In the above sample, we use fmap! to increment the value contained in a Maybe in-place. &m is a reference to some memory allocated to hold a value of Maybe Int. The call to fmap! directly modifies this reference to update the value held in the memory it points to. If we altered the inhabitant type of the maybe, this might cause memory errors, as the size allocated for the value may wind up being incorrect once the type changes.

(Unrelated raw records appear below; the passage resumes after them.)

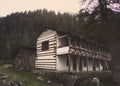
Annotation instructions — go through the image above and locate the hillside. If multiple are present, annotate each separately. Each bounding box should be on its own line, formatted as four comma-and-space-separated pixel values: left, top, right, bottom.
0, 9, 120, 84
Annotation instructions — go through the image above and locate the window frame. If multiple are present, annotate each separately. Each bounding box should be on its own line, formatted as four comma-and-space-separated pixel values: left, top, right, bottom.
41, 40, 49, 51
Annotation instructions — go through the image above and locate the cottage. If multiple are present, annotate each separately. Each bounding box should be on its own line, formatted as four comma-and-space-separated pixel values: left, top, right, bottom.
35, 29, 111, 72
14, 47, 35, 70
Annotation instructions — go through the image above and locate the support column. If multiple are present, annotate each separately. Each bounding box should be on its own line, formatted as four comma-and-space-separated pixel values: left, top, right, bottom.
76, 55, 80, 72
68, 35, 71, 72
86, 58, 88, 71
68, 55, 71, 72
98, 60, 100, 71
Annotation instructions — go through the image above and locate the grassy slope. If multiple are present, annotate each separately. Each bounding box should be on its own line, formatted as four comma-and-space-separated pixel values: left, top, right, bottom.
0, 65, 60, 86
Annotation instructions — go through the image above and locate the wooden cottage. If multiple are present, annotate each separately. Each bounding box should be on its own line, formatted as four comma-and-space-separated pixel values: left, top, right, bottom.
35, 29, 111, 72
14, 47, 36, 70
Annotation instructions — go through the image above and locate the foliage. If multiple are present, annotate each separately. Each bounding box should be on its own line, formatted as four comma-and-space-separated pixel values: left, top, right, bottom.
0, 64, 60, 86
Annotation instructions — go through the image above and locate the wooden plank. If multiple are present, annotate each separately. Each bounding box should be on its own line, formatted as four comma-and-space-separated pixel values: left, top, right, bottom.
37, 53, 55, 57
37, 34, 55, 41
35, 65, 55, 69
35, 65, 55, 69
37, 49, 55, 54
35, 59, 56, 63
35, 63, 55, 66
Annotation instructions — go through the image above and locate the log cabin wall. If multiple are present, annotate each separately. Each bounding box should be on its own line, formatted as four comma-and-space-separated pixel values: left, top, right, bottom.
35, 30, 111, 72
35, 30, 56, 70
13, 47, 35, 70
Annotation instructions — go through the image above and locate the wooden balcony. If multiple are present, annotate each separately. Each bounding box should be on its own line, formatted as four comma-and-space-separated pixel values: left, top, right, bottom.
57, 46, 69, 55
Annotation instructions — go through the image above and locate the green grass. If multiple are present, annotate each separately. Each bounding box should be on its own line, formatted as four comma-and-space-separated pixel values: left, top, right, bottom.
0, 65, 60, 86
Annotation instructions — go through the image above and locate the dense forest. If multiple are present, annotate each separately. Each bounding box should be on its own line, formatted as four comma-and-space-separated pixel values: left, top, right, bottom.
0, 0, 120, 70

The following sections briefly described the "classes" defined in the library.

Functor

Generic operations over functors are defined in the Functor module. To utilize these functions, a type must implement:

• fmap to use any copying style functions (not ending in !)
• fmap! to use any mutating style functions (ending in !)

Applicative

Generic operations over applicatives are defined in the Applicative module. To utilize these functions, a type must implement:

• pure
• sequence to use any copying style functions (not ending in !)
• sequence! to use any mutating style functions (ending in !)

Monad

Generic operations over monads are defined in the Monad module. To utilize these functions, a type must implement:

• bind to use any copying style functions (not ending in !)
• bind! to use any mutating style functions (ending in !)

Bifunctor

Generic operations over bifunctors are defined in the Bifunctor module. To utilize these functions, a type must implement:

• bimap to use any copying style functions (not ending in !) satisfying the equations:
  • identity: (bimap id id bifunctor) === (id bifunctor)
  • composition: (bimap (compose h f) (compose k g) bifunctor) === (bimap h k (bimap f g bifunctor))
• bimap! to use any mutating style functions (ending in !)
• left satisfying the equations:
  • commutation: (left (bimap f g bifunctor)) === (fmap f (left bifunctor))
• right satisfying the equations:
  • commutation: (right (bimap f g bifunctor)) === (fmap g (right bifunctor))
• product satisfying the equations:
  • isomorphism (with left and right): (id bifunctor) === (product (left bifunctor) (right bifunctor))

Instances

In addition to interfaces and generic functions, this library also defines default implementations of the typeclass interfaces for some of Carp's core library types:

• Maybe
• Array
• Pair